Commits · a9d68e400b2577dfc111662af4a701077aff8dfe · itminedu / snf-ganeti

Dec 29, 2010

jqueue: Fix cancelling while in waitlock in queue · 30c945d0

Michael Hanselmann authored 14 years ago


Since the recent change to leave jobs in the “waitlock” status (commit
5fd6b694), cancelling a job while it's back in the queue would break.
This patch handles these cases and adds a unittest.
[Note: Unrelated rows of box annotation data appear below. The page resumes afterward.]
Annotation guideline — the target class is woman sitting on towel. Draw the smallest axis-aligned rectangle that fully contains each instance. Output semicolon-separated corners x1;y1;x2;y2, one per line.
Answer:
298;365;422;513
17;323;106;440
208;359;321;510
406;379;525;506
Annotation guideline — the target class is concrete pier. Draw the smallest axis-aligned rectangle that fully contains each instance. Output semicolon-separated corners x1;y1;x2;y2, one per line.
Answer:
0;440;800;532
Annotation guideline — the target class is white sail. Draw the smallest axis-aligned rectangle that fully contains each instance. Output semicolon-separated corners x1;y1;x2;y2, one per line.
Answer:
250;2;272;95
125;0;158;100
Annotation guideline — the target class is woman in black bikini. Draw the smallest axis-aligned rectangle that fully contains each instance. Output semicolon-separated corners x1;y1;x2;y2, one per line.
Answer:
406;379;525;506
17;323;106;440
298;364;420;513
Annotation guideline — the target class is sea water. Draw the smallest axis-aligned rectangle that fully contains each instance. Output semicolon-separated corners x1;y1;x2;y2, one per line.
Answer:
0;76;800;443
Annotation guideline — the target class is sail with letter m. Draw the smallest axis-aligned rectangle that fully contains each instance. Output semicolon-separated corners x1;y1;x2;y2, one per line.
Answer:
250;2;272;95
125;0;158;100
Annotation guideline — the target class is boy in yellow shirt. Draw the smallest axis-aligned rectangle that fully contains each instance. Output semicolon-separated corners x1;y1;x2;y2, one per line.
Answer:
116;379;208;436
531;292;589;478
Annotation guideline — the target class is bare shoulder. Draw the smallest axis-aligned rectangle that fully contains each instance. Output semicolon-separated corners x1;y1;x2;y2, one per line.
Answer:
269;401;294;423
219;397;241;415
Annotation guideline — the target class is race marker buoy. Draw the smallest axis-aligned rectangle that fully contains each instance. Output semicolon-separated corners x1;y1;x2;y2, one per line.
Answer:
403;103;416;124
Signed-off-by: Michael Hanselmann <hansmi@google.com>
Reviewed-by: Iustin Pop <iustin@google.com>

30c945d0

Dec 15, 2010

jqueue: Keep jobs in “waitlock” while returning to queue · 5fd6b694

Michael Hanselmann authored 14 years ago


Iustin Pop reported that a job's file is updated many times while it
waits for locks held by other thread(s). After an investigation it was
concluded that the reason was a design decision for job priorities to
return jobs to the “queued” status if they couldn't acquire all locks.
Changing a jobs' status or priority requires an update to permanent
storage.

In a high-level view this is what happens:
1. Mark as waitlock
2. Write to disk as permanent storage (jobs left in this state by a
   crashing master daemon are resumed on restart)
3. Wait for lock (assume lock is held by another thread)
4. Mark as queued
5. Write to disk again
6. Return to workerpool

Another option originally discussed was to leave the job in the
“waitlock” status. Ignoring priority changes, this is what would happen:
1. If not in waitlock
1.1. Assert state == queued
1.2. Mark as waitlock
1.3. Set start_timestamp
1.4. Write to disk as permanent storage
3. Wait for locks (assume lock is held by another thread)
4. Leave in waitlock
5. Return to workerpool

Now let's assume the lock is released by the other thread:
[…]
3. Wait for locks and get them
4. Assert state == waitlock
5. Set state to running
6. Set exec_timestamp
7. Write to disk

As this change reduces the number of writes from two per lock acquire
attempt to two per opcode and one per priority increase (as happens
after 24 acquire attempts (see mcpu._CalculateLockAttemptTimeouts) until
the highest priority is reached), here's the patch to implement it.
Unittests are updated.

Signed-off-by: Michael Hanselmann <hansmi@google.com>
Reviewed-by: Iustin Pop <iustin@google.com>

5fd6b694

Oct 12, 2010

jqueue: Fix bug when cancelling jobs · 9e49dfc5

Michael Hanselmann authored 14 years ago


If a job was cancelled while it was waiting for locks, an assertion
would've failed. This patch fixes the problem and provides a unit
test to check for this situation.

Signed-off-by: Michael Hanselmann <hansmi@google.com>
Reviewed-by: Iustin Pop <iustin@google.com>

9e49dfc5

jqueue: Resume jobs from “waitlock” status (2nd try) · 320d1daf

Michael Hanselmann authored 14 years ago


Commit 5ef699a0 had to roll back an earlier attempt at implementing
this. With the improved job queue processer, this is finally possible.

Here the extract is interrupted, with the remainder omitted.